Duvo.ai has secured $15 million in seed funding to expand its AI-native automation platform that enables retail teams to automate operations across legacy systems, portals, and modern tools. The investment was led by Index Ventures, with participation from Credo Ventures, Northzone, and Puzzle Ventures, and several angel investors including Roy Reznik (co-founder of Wiz), David Singleton (former CTO of Stripe), Ajay Kavan (long time Amazon veteran), and Kieran Flanagan (former CMO of Zapier).
Industry-specific approach to AI automation
The company targets a persistent inefficiency in retail and consumer goods sectors, where staff often spend significant time manually transferring data between disparate systems. „Across the industry, millions of hours of bottom-up, exception-heavy work remain untouched because traditional IT automation takes years and cannot handle the messy reality of retail systems,” explains Tomas Čupr, Duvo’s CEO and co-founder, who previously founded European grocery unicorn Rohlik.
Duvo’s platform enables business users to create AI assistants using natural language instructions. These assistants then execute tasks across various systems including SAP, supplier portals, email, and spreadsheets. The company claims early deployments have achieved approximately 40% reduction in manual work across core retail processes, though these figures have not been independently verified.
One of their most important pitches is that Duvo’s technology is built specifically for retail operations. The platform includes governance features, audit trails, security protocols, and user management systems. It ships with pre-built AI assistants for common retail tasks such as margin reviews, promotion activation, supplier invoice reconciliation, and vendor onboarding.
AI-native automation platform built for business users, not IT
Duvo’s founding team brings substantial retail operations experience. Besides Čupr, the company’s leadership includes Marek Paris as CPTO and Martin Pecha as COO, both former Rohlik executives. This industry background appears central to their approach.
„Many AI companies are building horizontal tools and hoping to find vertical use cases,” notes Jan Hammer, partner at Index Ventures. „Duvo is doing the opposite – building specifically for the retail sector, drawing on their decades of experience in this highly complex and technologically underserved industry.”
The platform is designed to be accessible to non-technical staff.

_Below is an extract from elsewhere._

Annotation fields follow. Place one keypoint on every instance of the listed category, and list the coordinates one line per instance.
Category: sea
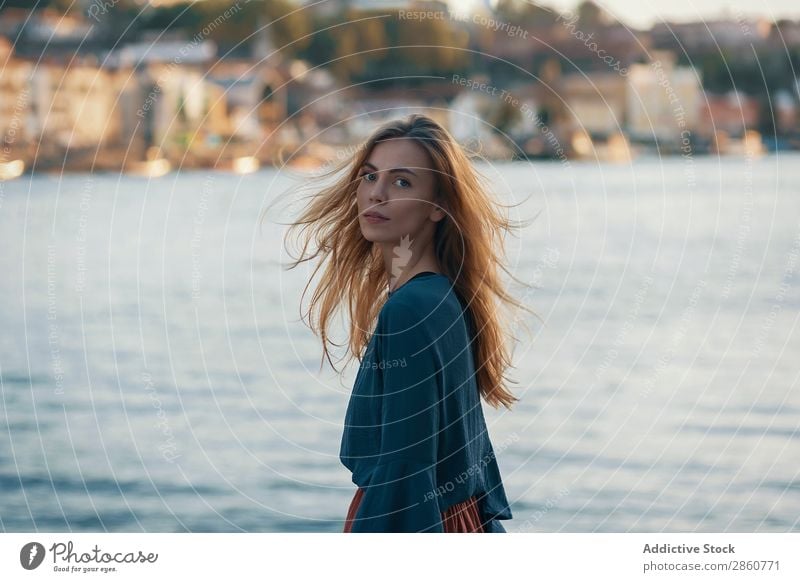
(156, 374)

„Commercial, supply chain and finance teams can create and improve assistants themselves, without waiting for large IT projects or specialist engineering support,” the company states. This approach contrasts with traditional enterprise software projects that often require significant IT resources and can take months or years to implement.
According to Duvo, retailers typically begin with one team or country, demonstrate value within weeks, and then expand the same automations to other markets without extensive IT projects. The company currently serves multi-billion-dollar retail and FMCG groups with six-figure annual contracts that are reportedly expanding.
Funding plans and market position
The $15 million investment will support Duvo’s hiring efforts and product expansion as it scales across the retail sector. The company currently employs 15 people and plans to grow its team across product, engineering, and go-to-market functions.
Beyond retail, Duvo aims to eventually expand into other verticals „where operational complexity demands resilient automation.”
In a LinkedIn post announcing the funding, the company positioned its technology as particularly relevant to retail’s current economic challenges: „The next decade in retail will be defined by cost transformation: retailers who truly rewire their cost base with AI – while elevating their people to higher-value work – will be structurally cheaper, and in retail, structurally cheaper usually wins.”
As competition intensifies in the AI automation space, Duvo’s industry-specific approach represents an alternative to general-purpose AI assistants. Whether its retail focus provides sufficient advantage against larger, better-funded competitors remains to be seen as the company deploys its new capital.